The Reel Truth by Reed Martin

The Reel Truth by Reed Martin

Author:Reed Martin
Language: eng
Format: epub
ISBN: 9780571211036
Publisher: Farrar, Straus and Giroux


HOW MUCH IS ENOUGH?

First- and second-time filmmakers often don’t know how much they should budget for music, especially since their initial DV or HD budgets may be under $50,000. Others wrongly think they don’t need to budget for tunes because a record company will defer the costs of the music and recoup whatever they need when the soundtrack (of course there has to be a soundtrack) makes a ton of money. Still others explain to investors that music clearances will be free after their film resurrects a classic rock act in the way the studio-produced Reality Bites brought back interest in the Knack and made the band’s 1979 single “My Sharona” a camp hit in the mid-’90s.

Unfortunately, this is one of the biggest myths going. From January to August 2008, Juno reached still less than a third of Pulp Fiction’s total. Soundtrack sales have suffered with the overall downturn in the economy and the recording industry, which has seen its year-end tally of albums sold in the United States drop from 785.1 million units in 2000 to 588.2 million units in 2006, 500.5 million units in 2007, and 428.4 million units in 2008. Juno aside, most consumers no longer shell out sixteen or seventeen dollars for a soundtrack on CD, preferring instead to buy songs à la carte from iTunes or Amazon. Those who do buy the full disc often purchase it used off Amazon, which cuts the record company and the recording artists out of any additional revenue.

This downward trend has led specialized-film distributors to be far more cautious when it comes to releasing a soundtrack in conjunction with a theatrical release. The days when a hip soundtrack was simply part of the marketing push for a specialized film—if there ever really was such a time—are certainly over, partially as a result of rampant CD and file sharing, LAN MP3 Manager 1.0, the sale of used CDs on Craigslist and Amazon, and illicit downloading from darknets that has led to the closing of an estimated 2,700 record stores nationwide between 2003 and 2009 alone.

The soundtracks that are out there aren’t necessarily selling like hotcakes. In the first five months after its release in May 2007, the Academy Award-winning soundtrack of Once sold just 169,332 units, whereas years earlier it might have sold three to five times as many copies.
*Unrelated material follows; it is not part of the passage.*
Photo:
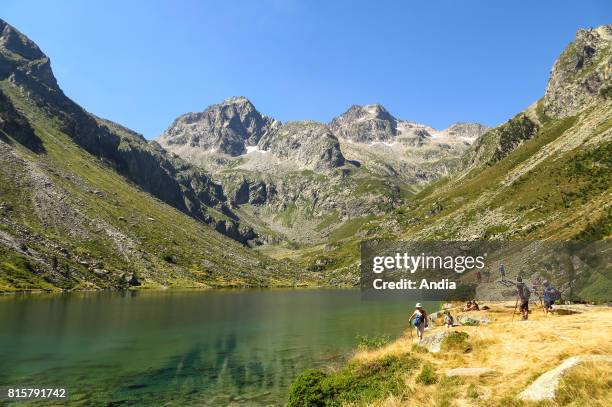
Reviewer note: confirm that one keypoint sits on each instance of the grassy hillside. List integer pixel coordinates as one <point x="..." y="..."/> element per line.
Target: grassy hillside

In another measure of the downturn, the soundtrack to Pulp Fiction, which has sold 3.5 million units since its release in September 1994, sold only 6,725 units in the first eight months of 2008. The Run Lola Run soundtrack sold 219,003 units since its release in June 1999 but only 450 units in the first eight months of 2008. The dark and brooding soundtrack to Darren Aronofsky’s Pi sold 66,550 units since its release in July 1998, but zero units in the first eight months of 2008. After Juno received four Oscar nominations, the film’s soundtrack became the first since Dreamgirls in 2007 to reach the top of the Billboard charts, pushing its total sales past the 250,000 mark.